Reputation: 4629
I am looking for some experiences from people that worked with big databases ( > 100GB ).
Basically I have a table that stores all messages sent by a system, for all accounts. Every week, we get aprox. +1 million new rows.
This table is starting to give problems with some queries. I understand how to proper optimize queries and tried different combinations of indexes. But i think that it's just too much for one table.
One of the queries, which uses a range condition is what usually kills our database.
From your experience, is it better to split this table into several tables ( one for each account )? Each account already has its own database, so it's not hard to modify our software for this.
I guess this would solve our problem with ranged queries, specially for small accounts with < 5k rows.
Upvotes: 1
Views: 529
Reputation: 4423
I don't quite understand though, you say that each account has its own database but that you are looking at splitting by account into separate tables?

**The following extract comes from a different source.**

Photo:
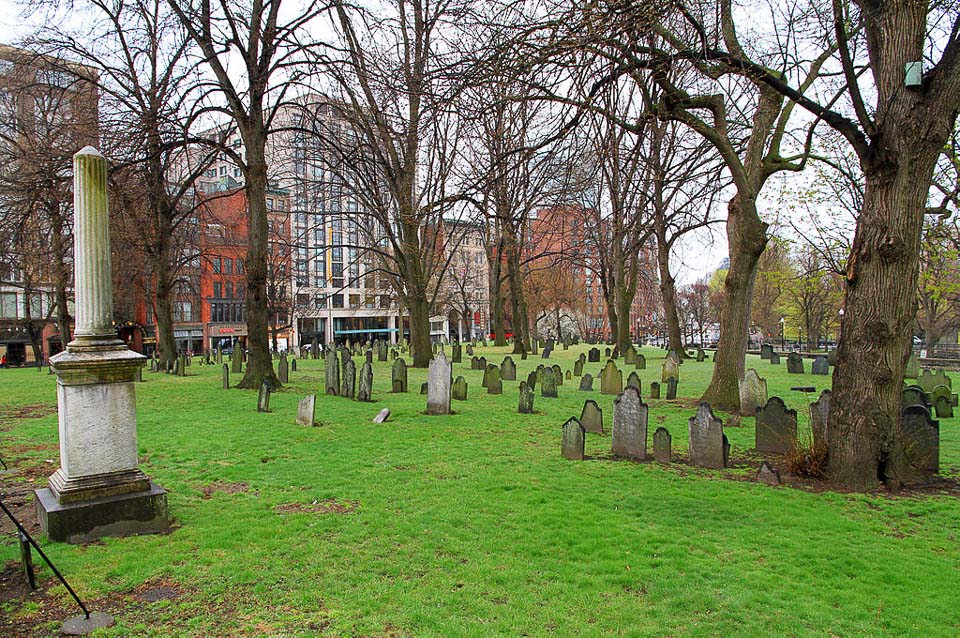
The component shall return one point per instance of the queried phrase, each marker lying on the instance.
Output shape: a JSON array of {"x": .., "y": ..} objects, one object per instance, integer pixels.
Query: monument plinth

Another option, since I haven't seen anyone mention it, is sharding. Although this is a great technology and if used properly can help to scale; there become issues with response times as you shard more and more. Also, depending on how much data is stored per tuple (per row without any joins), you might be able to split up the fields into separate tables using normalization techniques. Not sure how far along your database is for that, but just a suggestion.
Upvotes: 0
Reputation:
Manually partitioning tables in MySQL is a bit of a minefield. In general, unless you can split your data into multiple tables which will contain different types of data (i.e, tables which will have a substantially different set of columns), you're generally better off adding indexes to make your queries run faster. The exception is when your data set has truly grown large enough that it's too much for a single database, at which point sharding (across servers) will help.
Upvotes: 0
Reputation: 48686
I haven't worked with MySQL directly. I'm more of a SQL Server and Oracle guy. But I do know that MySQL has table partitioning, which breaks big tables and distributes them across files. You can set rules to the partitioning and how it all works.
Another tip you can try to do, is to separate your data into an archive table. For example, in your back end, if you need to search for messages by date and if the date range is over a certain amount of time, then your back end does its search in the archive table. Otherwise, it searches in the main table. This will allow you to maybe archive older messages.
Upvotes: 1
Reputation:
MySQL is generally faster handling multiple tables rather than one single table. If you can split the data into sections (users in one table, actions for each user in another table, etc), it will be generally faster. It's very important to note that if you decide to split data into multiple tables, you have to connect them all together with IDs.